Salafismus finanziert aus Saudi-Arabien

Die finanzielle und vor allem religiöse Unterstützung aus Saudi-Arabien trug in den 1980er und 1990er Jahren entscheidend dazu bei, den Salafismus in Deutschland zu etablieren. Mit saudischem Geld wurden Übersetzungen salafistischer Werke aus dem Arabischen ins Deutsche mit dem Ziel finanziert, die wahhabitische Ideologie unter Muslimen zu verbreiten.

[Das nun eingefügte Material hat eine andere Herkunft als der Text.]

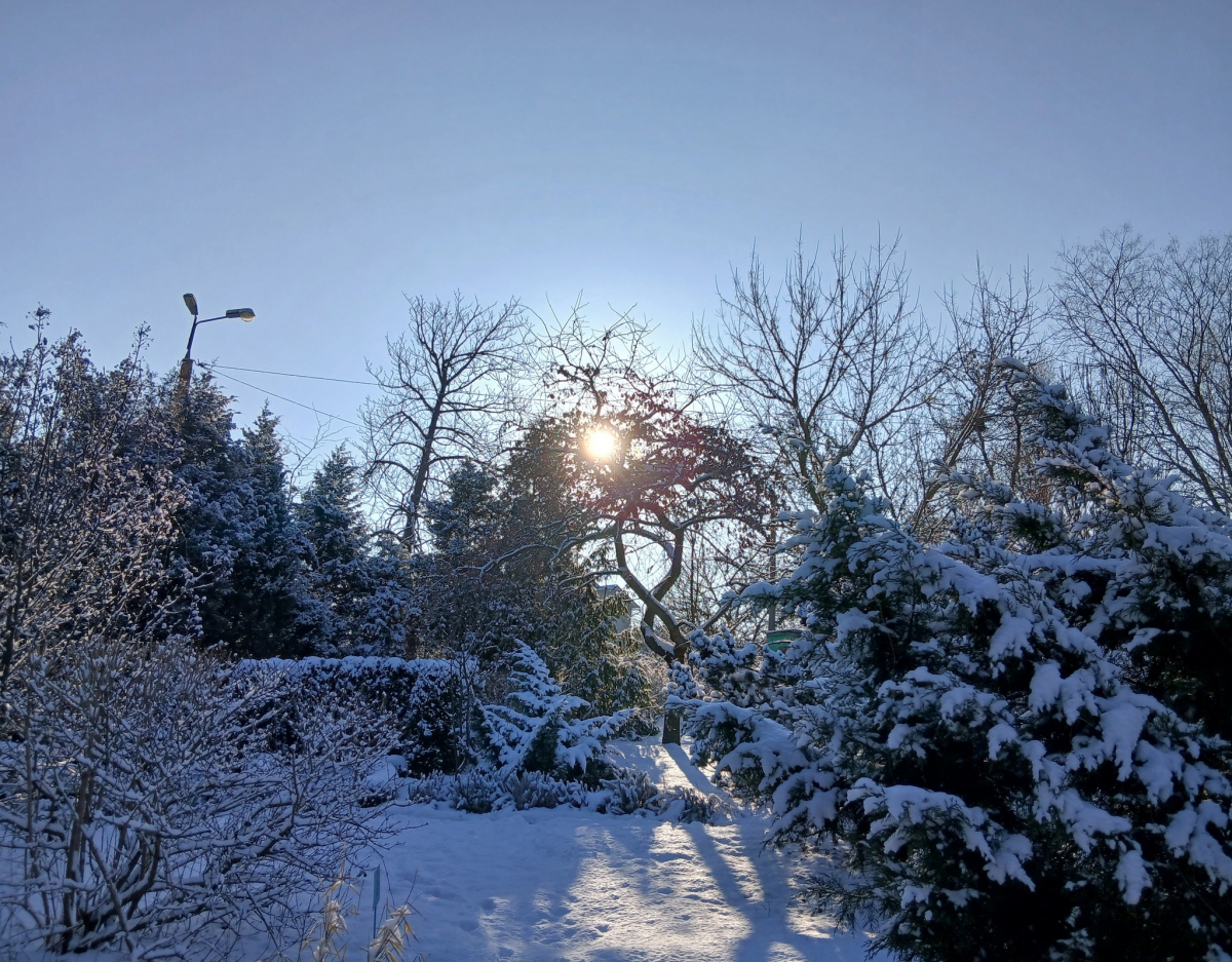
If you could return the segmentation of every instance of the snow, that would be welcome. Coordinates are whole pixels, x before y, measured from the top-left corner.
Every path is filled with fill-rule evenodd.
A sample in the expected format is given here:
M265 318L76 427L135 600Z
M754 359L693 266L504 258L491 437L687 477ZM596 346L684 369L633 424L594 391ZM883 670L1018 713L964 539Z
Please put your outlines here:
M676 745L616 744L660 787L716 791ZM807 865L761 847L763 817L733 812L729 824L703 825L410 806L394 815L383 887L411 892L413 950L429 962L862 962L864 936L792 902ZM360 904L371 909L370 892ZM361 918L352 932L371 935L371 914Z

In letzter Zeit äußert die Bundesregierung offen ihre Verärgerung über die saudische Unterstützung von Salafisten. So forderte im Dezember 2015 der damalige Vizekanzler und Bundesminister für Wirtschaft und Energie, Sigmar Gabriel, Saudi-Arabien dazu auf, die Finanzierung wahhabitischer Moscheen im Westen mit dem Hinweis darauf einzustellen, "dass viele Islamisten, die eine Bedrohung für die öffentliche Sicherheit darstellen, aus diesen Gemeinschaften stammen".

Angeklagter mutmaßlicher Anführer der Terrormiliz IS in Deutschland, Abu Walaa, vor Gericht in Celle am 26.09.2017; Foto: picture-alliance/dpa/J. Stratenschulte
Mutmaßlicher Deutschlandchef der Terrormiliz "Islamischer Staat": Der Iraker Abu Walaa und vier Mitangeklagte müssen sich gegenwärtig wegen Unterstützung und Mitgliedschaft in der Terrormiliz verantworten. Sie sollen junge Menschen insbesondere im Ruhrgebiet und im Raum Hildesheim islamistisch radikalisiert und in die IS-Kampfgebiete geschickt haben.

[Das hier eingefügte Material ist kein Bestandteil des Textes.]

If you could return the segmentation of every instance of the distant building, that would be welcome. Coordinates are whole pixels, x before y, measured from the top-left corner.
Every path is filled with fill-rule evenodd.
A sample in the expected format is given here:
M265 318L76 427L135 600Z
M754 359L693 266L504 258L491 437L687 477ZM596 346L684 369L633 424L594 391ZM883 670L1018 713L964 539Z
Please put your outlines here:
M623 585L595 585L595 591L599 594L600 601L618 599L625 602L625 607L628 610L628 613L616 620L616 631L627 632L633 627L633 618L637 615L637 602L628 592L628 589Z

2016 sickerte ein nachrichtendienstlicher Bericht in den deutschen Medien durch, der nachwies, dass Saudi-Arabien Qatar und Kuwait den Salafismus in Deutschland mit dem Bau von Moscheen und Schulen sowie der Entsendung von Predigern unterstützten.

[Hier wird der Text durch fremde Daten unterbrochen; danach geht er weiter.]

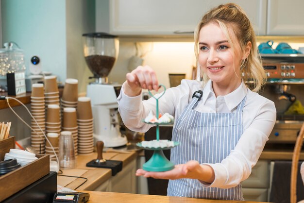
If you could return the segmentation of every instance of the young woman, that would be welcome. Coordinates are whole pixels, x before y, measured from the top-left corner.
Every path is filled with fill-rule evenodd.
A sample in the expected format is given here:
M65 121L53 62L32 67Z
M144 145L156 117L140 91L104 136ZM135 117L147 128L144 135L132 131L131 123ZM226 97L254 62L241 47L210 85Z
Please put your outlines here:
M274 103L256 93L266 76L255 37L236 4L220 5L203 17L195 34L203 81L182 80L159 100L160 113L174 116L172 139L180 143L171 150L175 168L139 169L136 175L169 179L169 196L243 200L240 183L256 163L276 116ZM151 125L141 120L150 110L155 115L155 102L142 101L141 92L158 89L156 75L145 66L126 77L118 98L120 115L130 129L146 132ZM251 90L244 83L249 80L254 82Z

Zwar stuften die deutschen Geheimdienste die Salafisten nicht pauschal als extremistisch ein, aber sie sahen eine organische Beziehung zwischen Salafisten und Extremismus unter Jugendlichen, da Salafisten ein Umfeld schaffen, das die extremistische, dschihadistische Ideologie fördere.

Ein nachrichtendienstlicher Bericht aus dem Jahr 2014 zu islamistischen Gotteskriegern, die aus Deutschland ausreisen, um in Syrien und im Irak zu kämpfen, verwies darauf, dass von den 323 im Bericht identifizierten Personen, deren Ideologie bekannt war, 319 ausdrücklich als Salafisten eingestuft wurden.

Null-Toleranz gegenüber militanten Salafisten

Im Rahmen ihrer Bemühungen, die Ausbreitung des Extremismus unter Jugendlichen zu stoppen, verfolgen die deutschen Sicherheitsbehörden eine Null-Toleranz-Politik gegenüber gewalttätigen salafistischen Aktivisten, insbesondere seit eine wachsende Zahl deutscher Dschihadisten in die Kampfgebiete im Irak und in Syrien ausreiste.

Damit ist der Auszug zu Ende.